The list of top 20 players according to Agg follows:
Rank | Player | Agg |
---|---|---|
1. | LeBron James | 9.96 |
2. | Kareem Abdul-Jabbar | 9.58 |
3. | Michael Jordan | 9.56 |
4. | Tim Duncan | 9.10 |
5. | Kevin Garnett | 8.89 |
6. | John Stockton | 8.87 |
7. | Magic Johnson | 8.81 |
8. | Dirk Nowitzki | 8.81 |
9. | Shaquille O’Neal | 8.80 |
10. | Karl Malone | 8.74 |
11. | David Robinson | 8.57 |
12. | James Harden | 8.43 |
13. | Chris Paul | 8.34 |
14. | Larry Bird | 8.31 |
15. | Kobe Bryant | 8.07 |
16. | Kevin Durant | 7.96 |
17. | Julius Erving | 7.93 |
18. | Charles Barkley | 7.86 |
19. | Anthony Davis | 7.83 |
20. | Stephen Curry | 7.39 |
While this list has its pros and cons as well, I think it is better than the ones produced by Agg1 and Agg2. It has the correct top 3 players, and Tim Duncan is arguably the fourth best player since 1969. Some players are perhaps too high because of their lack of playoff success that Agg cannot account for. Overall, I like this group of 20. For the utility of Agg, it is more important that the group of 20 is solid without outliers than having the exact order perfect since this statistic will be used to evaluate all players.

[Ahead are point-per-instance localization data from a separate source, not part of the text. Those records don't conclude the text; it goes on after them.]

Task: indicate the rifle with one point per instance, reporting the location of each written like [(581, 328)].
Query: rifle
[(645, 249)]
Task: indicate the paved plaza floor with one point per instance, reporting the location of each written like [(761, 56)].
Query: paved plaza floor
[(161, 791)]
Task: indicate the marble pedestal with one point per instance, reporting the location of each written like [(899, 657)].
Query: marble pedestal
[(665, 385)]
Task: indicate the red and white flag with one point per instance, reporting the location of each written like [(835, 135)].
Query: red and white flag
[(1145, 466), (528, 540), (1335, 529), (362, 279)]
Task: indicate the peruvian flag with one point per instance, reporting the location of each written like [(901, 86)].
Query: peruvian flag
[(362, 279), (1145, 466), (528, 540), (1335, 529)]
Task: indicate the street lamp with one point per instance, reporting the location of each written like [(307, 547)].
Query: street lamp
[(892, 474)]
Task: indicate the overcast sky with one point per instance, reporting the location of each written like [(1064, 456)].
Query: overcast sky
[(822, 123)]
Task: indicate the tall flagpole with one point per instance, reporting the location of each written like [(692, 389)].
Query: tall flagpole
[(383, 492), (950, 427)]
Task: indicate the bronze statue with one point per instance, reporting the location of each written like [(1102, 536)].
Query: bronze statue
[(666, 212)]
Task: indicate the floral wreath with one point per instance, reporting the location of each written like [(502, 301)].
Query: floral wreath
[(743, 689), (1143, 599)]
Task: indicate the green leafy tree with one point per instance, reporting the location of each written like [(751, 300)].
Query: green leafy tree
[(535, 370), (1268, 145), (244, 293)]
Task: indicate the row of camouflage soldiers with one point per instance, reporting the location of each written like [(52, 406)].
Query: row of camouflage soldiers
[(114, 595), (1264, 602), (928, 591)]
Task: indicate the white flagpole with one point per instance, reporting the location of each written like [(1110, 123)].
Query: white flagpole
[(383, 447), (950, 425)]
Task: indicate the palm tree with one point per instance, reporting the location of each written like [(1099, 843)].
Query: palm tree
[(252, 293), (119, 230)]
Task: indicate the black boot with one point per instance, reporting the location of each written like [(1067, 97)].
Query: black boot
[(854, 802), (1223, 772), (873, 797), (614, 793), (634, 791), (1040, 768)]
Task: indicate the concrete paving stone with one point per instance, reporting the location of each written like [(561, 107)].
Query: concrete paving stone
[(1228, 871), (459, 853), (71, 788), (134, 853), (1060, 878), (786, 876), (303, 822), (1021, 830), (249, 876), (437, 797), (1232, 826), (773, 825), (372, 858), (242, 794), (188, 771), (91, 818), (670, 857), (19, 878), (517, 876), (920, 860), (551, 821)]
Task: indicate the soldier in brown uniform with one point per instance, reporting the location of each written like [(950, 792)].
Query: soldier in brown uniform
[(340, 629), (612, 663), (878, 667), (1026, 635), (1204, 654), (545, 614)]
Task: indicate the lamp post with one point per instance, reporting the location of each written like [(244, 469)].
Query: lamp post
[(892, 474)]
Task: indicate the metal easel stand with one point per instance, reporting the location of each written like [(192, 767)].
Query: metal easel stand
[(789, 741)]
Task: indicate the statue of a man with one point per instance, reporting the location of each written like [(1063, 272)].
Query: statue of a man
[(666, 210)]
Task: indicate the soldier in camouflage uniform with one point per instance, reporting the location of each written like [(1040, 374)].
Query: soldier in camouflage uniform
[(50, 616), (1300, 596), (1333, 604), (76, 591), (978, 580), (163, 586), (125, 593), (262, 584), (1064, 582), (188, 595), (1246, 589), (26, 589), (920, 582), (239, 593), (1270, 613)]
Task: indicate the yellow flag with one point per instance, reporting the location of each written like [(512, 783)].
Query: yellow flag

Here is some more information about Agg. There were 1,526 players drafted between 1969 and 2013 that played (or have played) in 100 or more games. The mean of Agg is 3.00 and the standard deviation is 1.41. The top 99 percentile of players have an Agg score of 7.95 or above and the bottom 1 percentile of players have an Agg score of 0.72 or below. A histogram of the Agg scores follows:
To do the draft analysis in my next two posts, players drafted between 1969 and 2013 that played less than 100 career games are put back into the dataset with an Agg score of 1.0. This puts them in the bottom 3 percentile of players, making them recorded as an unsuccessful draft pick.
ESPN’s Top 20
Recently, ESPN created a list of the top 74 players in NBA history, which can be found here (top 10), here (11-40), and here (41-74). To compare with Agg’s top 20, I listed below the 20 players drafted between 1969 and 2013 according to ESPN. ESPN’s actual list considers all NBA seasons, so there is some discrepancy between ESPN’s list and what appears here because I have taken out players drafted before 1969 (and Moses Malone who came over from the ABA). In parenthesis on the following list is the ranking of each player given by Agg.
Rank | Player (Rank from Agg Stat) |
---|---|
1. | Michael Jordan (3) |
2. | Lebron James (1) |
3. | Kareem Abdul-Jabbar (2) |
4. | Magic Johnson (7) |
5. | Larry Bird (14) |
6. | Tim Duncan (4) |
7. | Kobe Bryant (15) |
8. | Shaquille O’Neal (9) |
9. | Hakeem Olajuwon (26) |
10. | Stephen Curry (20) |
11. | Kevin Durant (16) |
12. | Julius Erving (17) |
13. | Karl Malone (10) |
14. | Dirk Nowitzki (8) |
15. | Kevin Garnett (5) |
16. | Scottie Pippen (41) |
17. | Charles Barkley (18) |
18. | David Robinson (11) |
19. | Kawhi Leonard (32) |
20. | Dwayne Wade (42) |
ESPN’s top 20 and Agg’s top 20 have 16 players in common. Agg1 and Agg2’s top 20 each have 15 players in common with ESPN’s list.